This is the study on causes and remedies of hearing disturbance in chinese medical journals(1991-1993). The results were as follows. 1. The causes of sudden deafness(突發性耳聾) were usually fire in the liver(肝火).phlegmatic fire(痰火), deficiency of the vital function and essence of the kidney(腎虛), blood stasis or sludge due to stagnation of vital energy stagnation(氣滯血瘀). Remove endogenous heat or fire method(淸瀉火熱法). circulation of phlegm and dampness(運化痰濕). using tonics to cure disease due to deficiency of vital essence of both the liver and the kidney(滋補肝腎) were used for each treatment. 2.The causes of menieres disease were usually mental disturbance due to phlegmatit fire(痰化上搖). dampness-phlegm long standing(痰濕內停), water-dampness retention(水濕停滯), Method of remove heat and circulation phlegm(淸熱化痰法), method of remove water and dampness(利水渗濕法), invigorate function of the spleen and circulation of dampness method(健脾化濕法) were used for each treatment. 3. The causes of toxico-deafness(中毒性 耳聾) were usually heart, liver and kidney functional weakness(心肝腎虛), vital essence and blood weakness(氣血虛弱).
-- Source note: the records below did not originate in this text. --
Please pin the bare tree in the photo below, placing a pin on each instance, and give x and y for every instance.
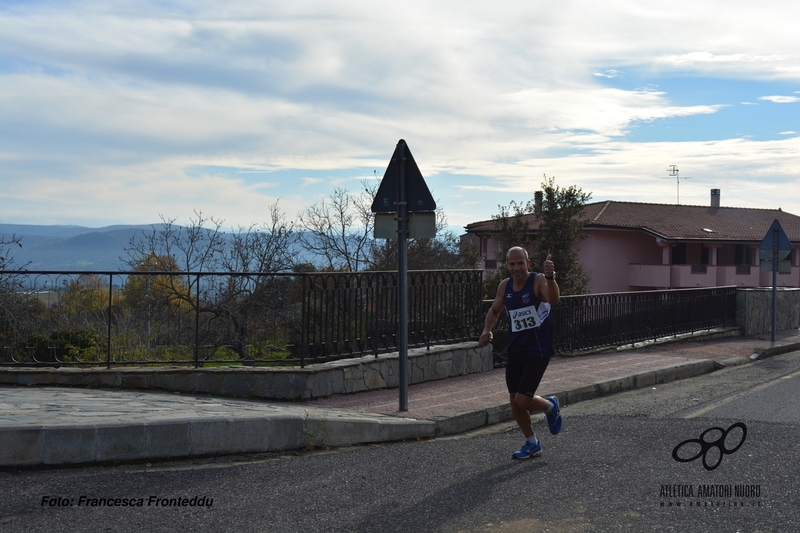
(6, 257)
(442, 251)
(338, 231)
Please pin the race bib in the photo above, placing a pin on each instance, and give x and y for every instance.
(525, 318)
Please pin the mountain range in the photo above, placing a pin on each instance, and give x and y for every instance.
(71, 247)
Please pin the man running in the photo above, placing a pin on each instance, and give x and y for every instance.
(527, 297)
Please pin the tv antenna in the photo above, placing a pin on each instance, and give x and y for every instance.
(674, 173)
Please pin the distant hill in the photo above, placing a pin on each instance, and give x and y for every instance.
(71, 247)
(76, 247)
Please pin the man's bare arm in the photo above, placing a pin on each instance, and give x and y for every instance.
(493, 315)
(545, 285)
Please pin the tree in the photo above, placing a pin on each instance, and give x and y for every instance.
(231, 305)
(338, 230)
(563, 219)
(6, 257)
(553, 230)
(441, 252)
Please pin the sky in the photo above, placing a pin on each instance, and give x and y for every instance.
(123, 112)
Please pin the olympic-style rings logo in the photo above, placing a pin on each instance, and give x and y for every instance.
(706, 446)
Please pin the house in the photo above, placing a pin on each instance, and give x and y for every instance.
(639, 246)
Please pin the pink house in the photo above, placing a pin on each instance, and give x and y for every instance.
(638, 246)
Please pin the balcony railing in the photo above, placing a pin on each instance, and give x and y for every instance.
(211, 318)
(598, 320)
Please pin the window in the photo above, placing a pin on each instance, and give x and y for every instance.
(742, 255)
(679, 254)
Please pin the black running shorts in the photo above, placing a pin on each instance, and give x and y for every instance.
(524, 373)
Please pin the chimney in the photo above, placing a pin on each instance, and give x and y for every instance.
(714, 197)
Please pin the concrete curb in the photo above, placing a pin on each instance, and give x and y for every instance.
(180, 438)
(471, 420)
(775, 350)
(80, 444)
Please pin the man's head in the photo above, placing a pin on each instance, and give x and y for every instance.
(517, 262)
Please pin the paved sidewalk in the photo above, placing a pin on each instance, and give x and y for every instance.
(53, 426)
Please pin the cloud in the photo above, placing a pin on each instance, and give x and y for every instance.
(114, 104)
(608, 73)
(780, 99)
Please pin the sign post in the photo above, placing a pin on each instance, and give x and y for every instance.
(774, 254)
(403, 192)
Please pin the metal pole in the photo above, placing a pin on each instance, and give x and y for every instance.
(197, 324)
(110, 301)
(402, 274)
(774, 282)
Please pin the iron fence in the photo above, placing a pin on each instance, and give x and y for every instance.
(214, 318)
(594, 321)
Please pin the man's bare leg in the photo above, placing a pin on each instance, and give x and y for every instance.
(522, 406)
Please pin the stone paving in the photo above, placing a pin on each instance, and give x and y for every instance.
(61, 425)
(447, 397)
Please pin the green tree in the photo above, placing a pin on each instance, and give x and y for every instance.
(563, 219)
(555, 229)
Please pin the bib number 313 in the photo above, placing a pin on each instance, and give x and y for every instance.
(525, 318)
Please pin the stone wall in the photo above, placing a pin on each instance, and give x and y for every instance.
(754, 310)
(313, 381)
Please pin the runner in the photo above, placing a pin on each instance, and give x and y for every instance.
(527, 297)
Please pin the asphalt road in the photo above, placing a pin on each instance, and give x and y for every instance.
(610, 469)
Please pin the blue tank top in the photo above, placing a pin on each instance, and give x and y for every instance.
(530, 322)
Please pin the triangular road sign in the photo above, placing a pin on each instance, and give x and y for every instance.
(418, 196)
(784, 245)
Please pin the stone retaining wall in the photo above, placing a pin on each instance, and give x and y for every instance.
(754, 310)
(313, 381)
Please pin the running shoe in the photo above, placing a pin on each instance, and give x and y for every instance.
(554, 419)
(528, 450)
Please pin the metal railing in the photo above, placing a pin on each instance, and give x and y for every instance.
(594, 321)
(213, 318)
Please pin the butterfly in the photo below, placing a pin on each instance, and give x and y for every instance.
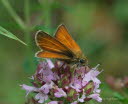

Remove obstruction in the flow and circulation phlegm(通窮化痰), reinforce vital energy and tonify blood (補氣活血), using tonics to cure disease due to deficiency of vital essence of both the liver and the kidney(滋補肝腎) were used for each treatment. 4. The causes of deafness (耳聾), tinitus(耳鳴) were usually mental disturbance due to wind and heat(風熱上搖). flaming up of excessive heat of the liver(肝火上亢). exhaustion seat of reproductive essence in kidney(腎精虧虛). Remove endogenous heat and disperse wind(淸熱疏風). remove the fire of liver(淸肝瀉火), through nourish kidney check exuberance of yang(滋腎潛陽), nourish kidney yang(補腎陽). replenish vital energy and improve essential substance(益精血), blood activate for treatment of blood stasis(活血化瘀) were used for each treatment. 5. The effects of mainly used drugs were classified into method of water and dampness remove medicine(利水渗濕藥), nourishing liver and kidney medicine(補肝腎藥), improve blood and vital energy activate medicine(活血行氣藥), through nourish yan medicine check exuberance of yang(滋陰潛陽藥).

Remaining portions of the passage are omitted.